CREATE TABLE results (
    id TEXT PRIMARY KEY,
    run_id TEXT REFERENCES runs(id),
    case_name TEXT NOT NULL,
    passed INTEGER NOT NULL,
    score REAL,
    details_json TEXT,
    agent_output TEXT,
    tools_json TEXT,
    tokens_in INTEGER,
    tokens_out INTEGER,
    cost_usd REAL,
    latency_ms INTEGER
);

No migrations. If schema changes in future versions, we version the DB file or do simple ALTER TABLEs.

Graders

class Grader(Protocol):
    async def grade(self, case: EvalCase, result: AgentResult) -> GradeResult:
        ...

@dataclass
class GradeResult:
    passed: bool
    score: float  # 0.0 - 1.0
    reason: str

Built-in graders:

  • ExactGraderresult.output == expected.output
  • ContainsGrader — all substrings present in output
  • RegexGrader — output matches pattern
  • ToolCheckGrader — expected tools were called (ordered or unordered)
  • LLMJudgeGrader — sends output + criteria to an LLM, parses pass/fail + score
  • CustomGrader — loads user's Python function by dotted path

CLI

agenteval run <suite.yaml> [--repeat N] [--tag TAG]
agenteval list [--suite NAME]
agenteval compare <run-id-1> <run-id-2>
agenteval import-sessions <sessions.json> --output <suite.yaml>

--repeat N runs each case N times (for statistical comparison of non-deterministic agents).

Statistical Comparison

When comparing runs with --repeat > 1:

  • Per-case: Welch's t-test on scores, report p-value
  • Aggregate: compare mean pass rates
  • Flag regressions (statistically significant score drops)

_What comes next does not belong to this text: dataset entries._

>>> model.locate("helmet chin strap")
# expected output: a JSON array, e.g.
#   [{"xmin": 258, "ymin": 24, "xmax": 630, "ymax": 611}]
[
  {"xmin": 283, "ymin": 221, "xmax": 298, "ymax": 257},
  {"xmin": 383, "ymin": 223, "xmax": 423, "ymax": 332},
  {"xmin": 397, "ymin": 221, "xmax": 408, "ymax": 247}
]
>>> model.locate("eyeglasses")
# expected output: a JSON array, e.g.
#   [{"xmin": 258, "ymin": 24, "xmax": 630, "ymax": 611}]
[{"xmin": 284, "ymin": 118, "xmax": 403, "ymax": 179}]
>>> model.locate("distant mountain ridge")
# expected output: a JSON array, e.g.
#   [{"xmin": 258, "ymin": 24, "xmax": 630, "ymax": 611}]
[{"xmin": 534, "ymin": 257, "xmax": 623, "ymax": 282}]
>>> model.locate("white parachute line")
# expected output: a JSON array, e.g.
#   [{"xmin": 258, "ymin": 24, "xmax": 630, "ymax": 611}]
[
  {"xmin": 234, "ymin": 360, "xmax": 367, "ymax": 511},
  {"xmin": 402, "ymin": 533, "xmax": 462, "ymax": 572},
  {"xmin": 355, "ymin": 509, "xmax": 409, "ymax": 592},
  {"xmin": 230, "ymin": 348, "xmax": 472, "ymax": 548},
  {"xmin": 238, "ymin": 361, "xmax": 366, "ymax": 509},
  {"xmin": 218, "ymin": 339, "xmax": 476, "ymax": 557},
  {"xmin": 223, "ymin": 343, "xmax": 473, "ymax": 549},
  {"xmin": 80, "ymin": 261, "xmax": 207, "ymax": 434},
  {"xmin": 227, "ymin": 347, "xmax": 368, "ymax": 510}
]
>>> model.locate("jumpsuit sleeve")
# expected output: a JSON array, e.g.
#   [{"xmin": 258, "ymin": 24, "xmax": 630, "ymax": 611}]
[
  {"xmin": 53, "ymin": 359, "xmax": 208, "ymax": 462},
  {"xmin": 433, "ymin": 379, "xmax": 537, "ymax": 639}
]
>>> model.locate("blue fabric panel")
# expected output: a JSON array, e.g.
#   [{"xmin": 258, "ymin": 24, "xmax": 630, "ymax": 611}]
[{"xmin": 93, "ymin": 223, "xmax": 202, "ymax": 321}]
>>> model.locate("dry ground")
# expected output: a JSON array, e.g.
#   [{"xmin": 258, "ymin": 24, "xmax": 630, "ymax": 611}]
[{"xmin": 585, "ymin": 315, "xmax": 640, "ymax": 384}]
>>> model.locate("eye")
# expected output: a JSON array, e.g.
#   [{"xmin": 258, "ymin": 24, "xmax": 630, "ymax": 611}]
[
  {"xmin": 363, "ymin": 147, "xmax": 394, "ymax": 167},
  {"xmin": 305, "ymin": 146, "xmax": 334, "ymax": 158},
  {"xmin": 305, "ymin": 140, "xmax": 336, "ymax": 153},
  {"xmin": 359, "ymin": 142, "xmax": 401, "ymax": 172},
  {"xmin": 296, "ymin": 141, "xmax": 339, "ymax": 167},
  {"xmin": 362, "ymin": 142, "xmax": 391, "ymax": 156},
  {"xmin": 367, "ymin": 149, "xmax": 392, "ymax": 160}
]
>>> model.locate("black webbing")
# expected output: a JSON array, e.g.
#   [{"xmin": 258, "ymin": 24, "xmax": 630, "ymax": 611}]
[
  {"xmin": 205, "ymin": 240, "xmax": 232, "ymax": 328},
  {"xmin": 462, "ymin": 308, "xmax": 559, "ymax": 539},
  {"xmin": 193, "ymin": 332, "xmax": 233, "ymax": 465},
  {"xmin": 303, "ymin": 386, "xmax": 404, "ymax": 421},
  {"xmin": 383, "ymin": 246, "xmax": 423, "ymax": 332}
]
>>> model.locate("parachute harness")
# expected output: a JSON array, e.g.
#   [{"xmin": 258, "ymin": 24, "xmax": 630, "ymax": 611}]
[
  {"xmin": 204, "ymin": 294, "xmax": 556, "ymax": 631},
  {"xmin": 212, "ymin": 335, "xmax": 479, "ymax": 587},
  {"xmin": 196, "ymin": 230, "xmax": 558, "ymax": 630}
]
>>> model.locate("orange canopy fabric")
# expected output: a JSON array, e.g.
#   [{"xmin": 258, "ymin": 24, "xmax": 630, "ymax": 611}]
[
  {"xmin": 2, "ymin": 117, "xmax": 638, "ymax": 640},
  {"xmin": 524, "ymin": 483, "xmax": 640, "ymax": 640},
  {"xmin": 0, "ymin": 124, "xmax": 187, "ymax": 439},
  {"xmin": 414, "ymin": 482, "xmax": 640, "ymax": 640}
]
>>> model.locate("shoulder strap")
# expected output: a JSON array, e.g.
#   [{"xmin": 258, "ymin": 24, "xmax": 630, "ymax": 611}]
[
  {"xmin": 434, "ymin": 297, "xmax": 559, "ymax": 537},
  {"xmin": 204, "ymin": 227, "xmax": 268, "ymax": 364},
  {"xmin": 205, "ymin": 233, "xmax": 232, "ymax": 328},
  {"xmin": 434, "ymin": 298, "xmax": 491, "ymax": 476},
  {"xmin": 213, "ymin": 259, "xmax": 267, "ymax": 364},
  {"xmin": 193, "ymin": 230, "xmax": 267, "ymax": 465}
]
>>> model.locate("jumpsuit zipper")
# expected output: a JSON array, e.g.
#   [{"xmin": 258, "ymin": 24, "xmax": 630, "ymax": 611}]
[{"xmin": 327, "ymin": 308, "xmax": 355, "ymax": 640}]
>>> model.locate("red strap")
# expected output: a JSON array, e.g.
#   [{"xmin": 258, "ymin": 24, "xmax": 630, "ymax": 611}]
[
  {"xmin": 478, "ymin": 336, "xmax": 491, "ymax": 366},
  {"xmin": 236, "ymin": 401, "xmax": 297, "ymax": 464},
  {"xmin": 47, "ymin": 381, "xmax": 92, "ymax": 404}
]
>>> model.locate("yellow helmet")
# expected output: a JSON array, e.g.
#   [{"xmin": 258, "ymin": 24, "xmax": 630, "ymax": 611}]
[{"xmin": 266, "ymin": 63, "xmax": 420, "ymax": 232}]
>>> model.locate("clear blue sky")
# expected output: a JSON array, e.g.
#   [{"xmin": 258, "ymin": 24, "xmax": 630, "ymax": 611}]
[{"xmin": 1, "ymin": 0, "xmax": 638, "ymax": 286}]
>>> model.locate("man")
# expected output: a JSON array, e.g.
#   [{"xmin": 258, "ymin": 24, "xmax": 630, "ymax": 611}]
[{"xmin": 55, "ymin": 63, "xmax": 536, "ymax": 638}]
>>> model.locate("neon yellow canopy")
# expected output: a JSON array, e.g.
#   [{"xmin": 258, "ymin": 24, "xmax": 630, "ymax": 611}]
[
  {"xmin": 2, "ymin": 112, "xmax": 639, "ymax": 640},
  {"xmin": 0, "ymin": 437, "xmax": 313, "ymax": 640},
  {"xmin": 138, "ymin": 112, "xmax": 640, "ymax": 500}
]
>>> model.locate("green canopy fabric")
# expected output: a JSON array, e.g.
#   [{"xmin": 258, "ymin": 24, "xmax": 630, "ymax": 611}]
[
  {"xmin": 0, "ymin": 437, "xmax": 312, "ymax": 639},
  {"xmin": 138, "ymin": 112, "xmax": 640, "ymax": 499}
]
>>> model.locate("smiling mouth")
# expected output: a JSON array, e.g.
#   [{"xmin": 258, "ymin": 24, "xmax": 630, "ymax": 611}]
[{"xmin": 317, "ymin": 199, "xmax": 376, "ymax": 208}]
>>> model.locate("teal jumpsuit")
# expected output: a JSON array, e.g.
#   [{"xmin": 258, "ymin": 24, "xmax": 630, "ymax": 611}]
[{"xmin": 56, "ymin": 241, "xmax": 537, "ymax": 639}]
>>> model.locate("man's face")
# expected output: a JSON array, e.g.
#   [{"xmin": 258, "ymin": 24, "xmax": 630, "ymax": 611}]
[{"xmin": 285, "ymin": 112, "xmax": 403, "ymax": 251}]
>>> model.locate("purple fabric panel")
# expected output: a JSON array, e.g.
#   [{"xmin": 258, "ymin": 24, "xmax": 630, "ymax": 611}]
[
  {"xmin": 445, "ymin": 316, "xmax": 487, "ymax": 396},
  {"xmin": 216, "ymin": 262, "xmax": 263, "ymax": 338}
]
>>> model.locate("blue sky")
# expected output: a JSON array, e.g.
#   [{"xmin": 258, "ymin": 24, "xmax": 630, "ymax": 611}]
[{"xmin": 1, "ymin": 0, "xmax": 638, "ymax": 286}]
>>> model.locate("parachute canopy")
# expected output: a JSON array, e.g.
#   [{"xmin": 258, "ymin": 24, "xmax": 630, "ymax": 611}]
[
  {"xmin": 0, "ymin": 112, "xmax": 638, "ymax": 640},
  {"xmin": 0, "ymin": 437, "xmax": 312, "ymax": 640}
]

Use scipy.stats if available, fall back to manual calculation. scipy is an optional dependency.

AgentLens Integration

Optional. Not a core dependency.

agenteval import-sessions reads AgentLens JSON export format:

[
  {
    "session_id": "...",
    "input": "user message",
    "steps": [...],
    "tools_called": [...],
    "output": "final response"
  }
]

Converts to YAML eval suite. The user reviews and adjusts expected values before running.

Project Structure

agenteval/
├── __init__.py
├── cli.py          # Click CLI
├── models.py       # EvalSuite, EvalCase, EvalRun, EvalResult, AgentResult
├── loader.py       # YAML loading + validation
├── runner.py       # Orchestrates eval execution
├── store.py        # SQLite read/write
├── compare.py      # Run comparison + stats
├── graders/
│   ├── __init__.py
│   ├── exact.py
│   ├── contains.py
│   ├── regex.py
│   ├── tool_check.py
│   ├── llm_judge.py
│   └── custom.py
├── importers/
│   └── agentlens.py
└── py.typed

~15 files. That's it.

What I Explicitly Chose NOT To Build

  • Plugin system — graders are just classes. No registry, no entry points.
  • Config file — no .agenteval.toml. Everything is in the suite YAML or CLI flags.
  • Async parallelism — cases run sequentially in MVP. Add --parallel later.
  • Result export — SQLite IS the export. Use any SQLite tool to query.
  • Web UI — terminal output is the UI.